Lately, that road syndrome has looked even worse, because of how well we are playing at home. The first half against San Jose was one of the best halves of football in Spencer’s tenure, but it was sandwiched between two 3-0 losses (away to Colorado and Salt Lake) in which the team did worse than lose – we gave up. The inability to take any of the momentum from our many home victories and translate it to success on the road is the biggest reason that John Spencer is gone.

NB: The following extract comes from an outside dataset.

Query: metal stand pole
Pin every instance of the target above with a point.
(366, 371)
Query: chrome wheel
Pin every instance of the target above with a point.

Besides that glaring stat, there has been the inability to create a system to take advantage of star strikers. First Kenny Cooper and now Kris Boyd have been brought in to score goals, something they are certainly capable of doing, only to be frustrated by a system that never played to their strengths. Lately, the wing players have done more to open up Boyd in the middle, but it still feels like the inability to develop a Cooper-, then Boyd-centric system has contributed to Spencer’s fall.
So what will we see going forward? Interim coach and GM Gavin Wilkinson certainly has his part in the blame for the Timbers’ failings so far, and you have to wonder if such a team insider can really do all that much to change the direction of the side. We face off with the Galaxy on Saturday in a match that could see us climb up again into range of the playoff race, or one that could sink us as far away as ever from that glory. Things are so tight in the bottom half of the West that every win is worth a promotion in the standings, but that won’t last long. By the end of July, things are going to separate out a bit more, and it’s hard to say where we’ll be when they do. Sometimes, teams treat a coaching change as a chance to start over, and results improve. We can only hope that on Saturday, and on the several more match days this busy Timbers July, we’ll see that kind of reaction from the boys. RCTID.